Colbert took the high-road, starting his speech by thanking CBS.
“I want to thank CBS for giving us the privilege to be part of the late-night tradition, which I hope continues long after we’re no longer doing this show,” he said.
“Ten years ago, in September of 2015, Spike Jonze stopped by my office and said, ‘What do you want this show to be about? I said, ‘Ah, Spike, I don’t know how you could do it, but I kind of want to do a a late-night comedy show that was about love. I don’t know if I ever figured that out, but at a certain point, and you can guess what that point was, I realized that in some ways, we were doing a late-night comedy show about loss and that’s related to love, because sometimes you only truly know how much you love something when you get a sense that you might be losing it,” he added.
“Ten years later, in September of 2025, I have never loved my country more desperately. God bless America. Stay strong. Be brave and if the elevator tries to bring you down, go crazy and punch a higher floor,” he concluded.
It marks The Late Show’s second Emmy of the year after Jim Hoskinson won the award for Outstanding Directing for a Variety Series at last weekend’s Creative Arts Emmys.
That award was The Late Show with Stephen Colbert’s first ever Emmy, despite having 33 nominations.
Colbert himself is no stranger to the gold statuette, having picked up the award for Outstanding Variety Series (the category’s former name) twice in 2013 and 2014 for his Comedy Central series The Colbert Report.

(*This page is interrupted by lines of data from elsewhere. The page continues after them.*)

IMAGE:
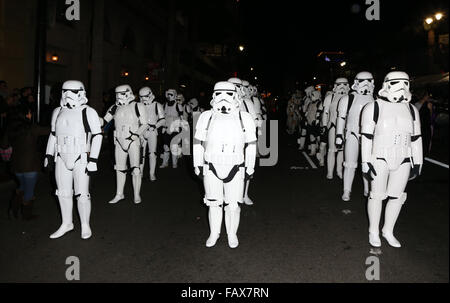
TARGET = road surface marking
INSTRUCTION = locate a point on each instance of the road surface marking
(309, 161)
(437, 162)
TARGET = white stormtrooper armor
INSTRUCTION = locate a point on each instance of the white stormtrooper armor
(174, 112)
(347, 128)
(293, 114)
(329, 117)
(225, 155)
(312, 117)
(74, 146)
(246, 105)
(391, 150)
(302, 111)
(130, 121)
(155, 120)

The show was the favorite to pick up this year’s award ever since it was unceremoniously canceled by CBS in July. The TV Academy voters clearly love the victim narrative and they also love a talk show host willing to mock their own network. For instance, The Late Show with David Letterman won the award five straight years between 1998 and 2002.
The Late Show with Stephen Colbert was axed in July, days after the comedian called Paramount Global’s $16M settlement of President Trump’s lawsuit a “big fat bribe.”
This came ahead of the closure of David Ellison’s Skydance Media’s deal to acquire the company, which had been mired in politics thanks to President Trump.
CBS said that the move was “purely a financial decision against a challenging backdrop in late night” and was “not related in any way to the show’s performance, content or other matters happening at Paramount”.
The Late Show with Stephen Colbert will end in May 2026 so this year’s award is not its last opportunity to win an Emmy; the show will undoubtedly be in the running to win the award next year with its final run of shows.